Created by Victor Fresco
Starring Jay Harrington, Portia de Rossi, Andrea Anders, Jonathan Slavin, Malcolm Barrett, Isabella Acres
There are some 21st century comedies that are smart and subtly hilarious. Arrested Development. Community. Both had trouble finding an audience, but were still renewed in the hope that they’d succeed (on video, if nothing else). There’s a third show that should be added to that list: Better Off Ted.

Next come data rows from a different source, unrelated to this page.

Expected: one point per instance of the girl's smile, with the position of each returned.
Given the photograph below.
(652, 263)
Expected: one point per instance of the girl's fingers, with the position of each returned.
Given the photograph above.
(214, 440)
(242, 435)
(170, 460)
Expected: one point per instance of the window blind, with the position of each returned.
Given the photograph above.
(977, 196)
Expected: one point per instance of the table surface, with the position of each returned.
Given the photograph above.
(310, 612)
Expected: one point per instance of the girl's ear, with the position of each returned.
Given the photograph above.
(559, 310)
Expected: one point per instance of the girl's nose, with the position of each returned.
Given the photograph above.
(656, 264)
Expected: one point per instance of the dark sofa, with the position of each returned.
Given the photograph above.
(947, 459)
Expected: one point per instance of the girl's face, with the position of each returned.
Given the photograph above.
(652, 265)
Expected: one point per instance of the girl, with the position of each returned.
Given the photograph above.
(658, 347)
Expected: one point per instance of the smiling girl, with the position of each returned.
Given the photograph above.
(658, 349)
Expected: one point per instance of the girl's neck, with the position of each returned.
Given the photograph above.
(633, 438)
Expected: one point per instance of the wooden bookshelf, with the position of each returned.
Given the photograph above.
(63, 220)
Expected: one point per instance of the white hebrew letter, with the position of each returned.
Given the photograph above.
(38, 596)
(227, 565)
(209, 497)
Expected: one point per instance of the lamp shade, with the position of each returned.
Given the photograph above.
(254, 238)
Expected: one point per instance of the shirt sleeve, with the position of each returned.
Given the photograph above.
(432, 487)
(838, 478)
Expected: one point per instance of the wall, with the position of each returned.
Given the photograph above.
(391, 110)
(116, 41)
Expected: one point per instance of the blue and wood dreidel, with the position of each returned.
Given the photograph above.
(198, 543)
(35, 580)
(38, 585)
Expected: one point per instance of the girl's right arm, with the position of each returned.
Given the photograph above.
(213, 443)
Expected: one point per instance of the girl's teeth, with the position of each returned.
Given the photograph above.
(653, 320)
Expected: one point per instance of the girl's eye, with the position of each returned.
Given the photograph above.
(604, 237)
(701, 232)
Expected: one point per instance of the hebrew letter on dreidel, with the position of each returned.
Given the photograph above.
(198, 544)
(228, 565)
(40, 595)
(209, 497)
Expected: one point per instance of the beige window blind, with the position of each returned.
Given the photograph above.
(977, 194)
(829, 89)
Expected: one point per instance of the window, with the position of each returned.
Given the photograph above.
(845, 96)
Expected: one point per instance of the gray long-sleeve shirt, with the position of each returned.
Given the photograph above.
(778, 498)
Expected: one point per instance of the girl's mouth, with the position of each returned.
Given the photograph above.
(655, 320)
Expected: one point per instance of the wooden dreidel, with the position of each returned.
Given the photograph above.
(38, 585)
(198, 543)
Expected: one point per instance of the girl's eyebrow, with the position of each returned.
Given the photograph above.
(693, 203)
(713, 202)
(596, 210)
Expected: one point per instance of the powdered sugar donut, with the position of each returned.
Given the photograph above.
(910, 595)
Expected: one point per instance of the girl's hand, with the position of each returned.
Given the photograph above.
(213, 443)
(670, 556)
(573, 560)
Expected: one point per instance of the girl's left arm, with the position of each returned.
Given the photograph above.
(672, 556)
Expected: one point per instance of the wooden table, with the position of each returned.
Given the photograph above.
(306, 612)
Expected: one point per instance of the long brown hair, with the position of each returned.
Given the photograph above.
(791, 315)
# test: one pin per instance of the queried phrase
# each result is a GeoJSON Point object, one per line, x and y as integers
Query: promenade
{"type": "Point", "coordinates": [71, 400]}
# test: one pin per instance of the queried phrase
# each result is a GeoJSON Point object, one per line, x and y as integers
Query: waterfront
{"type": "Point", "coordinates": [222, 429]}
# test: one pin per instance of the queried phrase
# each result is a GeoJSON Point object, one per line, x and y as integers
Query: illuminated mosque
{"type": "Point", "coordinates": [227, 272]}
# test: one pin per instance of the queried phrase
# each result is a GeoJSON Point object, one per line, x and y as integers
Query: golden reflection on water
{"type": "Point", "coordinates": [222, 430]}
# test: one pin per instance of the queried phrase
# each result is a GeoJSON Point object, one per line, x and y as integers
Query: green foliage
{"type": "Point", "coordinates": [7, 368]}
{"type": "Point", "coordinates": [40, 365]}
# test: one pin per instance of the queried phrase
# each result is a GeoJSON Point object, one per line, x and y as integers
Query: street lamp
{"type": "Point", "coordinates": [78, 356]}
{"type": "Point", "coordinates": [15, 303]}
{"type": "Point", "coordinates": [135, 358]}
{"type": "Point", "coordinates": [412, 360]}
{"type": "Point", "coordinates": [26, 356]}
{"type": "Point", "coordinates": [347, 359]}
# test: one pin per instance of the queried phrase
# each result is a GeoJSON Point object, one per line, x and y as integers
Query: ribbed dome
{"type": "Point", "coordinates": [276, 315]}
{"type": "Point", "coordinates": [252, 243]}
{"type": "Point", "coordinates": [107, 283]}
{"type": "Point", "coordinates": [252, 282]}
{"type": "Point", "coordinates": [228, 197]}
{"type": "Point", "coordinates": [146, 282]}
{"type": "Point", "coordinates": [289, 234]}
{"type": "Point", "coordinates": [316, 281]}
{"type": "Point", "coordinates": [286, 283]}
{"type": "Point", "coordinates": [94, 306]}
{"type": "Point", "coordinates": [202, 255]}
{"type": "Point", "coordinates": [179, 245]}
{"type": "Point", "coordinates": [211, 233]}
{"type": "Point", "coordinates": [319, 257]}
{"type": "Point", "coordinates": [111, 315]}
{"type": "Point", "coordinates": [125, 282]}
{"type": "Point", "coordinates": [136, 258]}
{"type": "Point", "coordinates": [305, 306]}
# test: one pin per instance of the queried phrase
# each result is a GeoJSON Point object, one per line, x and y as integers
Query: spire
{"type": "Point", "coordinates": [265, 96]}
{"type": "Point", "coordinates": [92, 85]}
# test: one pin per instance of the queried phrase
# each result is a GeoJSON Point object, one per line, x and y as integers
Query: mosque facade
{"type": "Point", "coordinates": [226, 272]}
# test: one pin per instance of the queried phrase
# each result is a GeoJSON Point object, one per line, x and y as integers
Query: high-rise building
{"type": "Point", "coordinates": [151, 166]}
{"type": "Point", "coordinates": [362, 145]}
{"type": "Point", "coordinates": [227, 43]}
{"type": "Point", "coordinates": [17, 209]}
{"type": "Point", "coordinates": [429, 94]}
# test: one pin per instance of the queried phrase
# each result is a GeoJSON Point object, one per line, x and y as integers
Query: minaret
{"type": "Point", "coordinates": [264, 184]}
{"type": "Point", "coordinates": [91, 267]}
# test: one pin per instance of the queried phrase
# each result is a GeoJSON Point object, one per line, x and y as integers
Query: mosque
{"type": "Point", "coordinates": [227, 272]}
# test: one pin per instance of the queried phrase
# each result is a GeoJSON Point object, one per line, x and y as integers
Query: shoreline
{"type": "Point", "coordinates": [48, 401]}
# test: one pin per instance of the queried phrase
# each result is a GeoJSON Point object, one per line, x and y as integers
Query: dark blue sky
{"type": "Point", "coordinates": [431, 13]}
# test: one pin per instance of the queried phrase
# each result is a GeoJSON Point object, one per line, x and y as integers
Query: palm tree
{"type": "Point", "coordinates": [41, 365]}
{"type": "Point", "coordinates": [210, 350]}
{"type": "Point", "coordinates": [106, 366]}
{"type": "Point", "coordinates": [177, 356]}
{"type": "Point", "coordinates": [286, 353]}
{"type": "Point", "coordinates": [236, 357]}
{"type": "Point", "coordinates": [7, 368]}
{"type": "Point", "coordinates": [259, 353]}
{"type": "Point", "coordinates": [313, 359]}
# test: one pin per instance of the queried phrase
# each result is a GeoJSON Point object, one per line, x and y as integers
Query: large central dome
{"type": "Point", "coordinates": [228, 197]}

The show portrays the work life of Ted Crisp (Jay Harrington), an middle level executive in research and development of Viridian Dynamics, a corporation for whom the adjective “soulless” was coined. Ted knows the ropes and the disappointments of the company, and comes up against Linda Zwordling (Andrea Anders), who is a bit naïve about the cutthroat corporate politics. The devil on his shoulder is his boss Veronica Palmer (Portia Di Rossi), who is as slick as she is self-centered, willing to do anything to get her way and look good for upper management. Drs. Phil Myman (Jonathan Slavin) and Lem Hewitt (Malcolm Barrett) are lab scientists who work under Ted, finding new products and -- sometime inadvertently, sometimes by corporate design -- act a guinea pigs. Finally, Rose Crisp (Isabel Acres) is Ted’s preteen daughter, which causes him to have to juggle his personal and professional life.
Ted acted as the narrator of each show, turning to the audience to set the scene, which usually involved some satire of corporate bureaucracy. Some favorite episodes were:
- Racial Sensitivity, where a new state-of-the-art sensor system had a minor flaw: it didn’t detect black people. Lem finds the lights going out when he was alone in a room, the elevators and automatic drinking fountains don’t work, and doors would not slide open. The company managed to fix the water fountain – by supplying a separate but equal fountain for Blacks.
- Jabberwocky. Ted makes up a fake project for Linda, which soon takes on a life of its own, as others want to get in on the whole thing. The episode ends with Ted and Veronica doing a presentation on the project, filled with flashy graphics that say absolutely nothing.
- The Impertence of Communicationizing. A mistyped email tells the employees they “must now use offensive or insulting language in the workplace.” Though Ted says they obviously meant “must not use…,” people don’t want to ignore the company directive and end up spewing some very funny insults at each other.*
Lem and Phil were a wonderful couple,** two smart but terrified guys who ended up getting dumped on by the company. Portia di Rossi was typically good; Veronica was a corporate shark, but she made the character work.
One of the delights were the fake ads for Viridian Dynamics.*** They had pleasant music and a female voiceover that was calm as soothing, as they talked about the wonderful things the company was doing, while the actual words and images indicated otherwise.
Despite weak ratings, ABC renewed the show for a second season. But it didn’t help. It always seems to be a struggle to keep smart comedy on the air. But Better Off Ted should take its place as one of the best comedies of the 21st century.
*Outtakes indicate that they used some hilariously nasty stuff that wasn’t in the script.
**Len was married, though his wife was never seen. Make what you will of that.
***I just realized the initials of the company were VD. That can’t be by accident.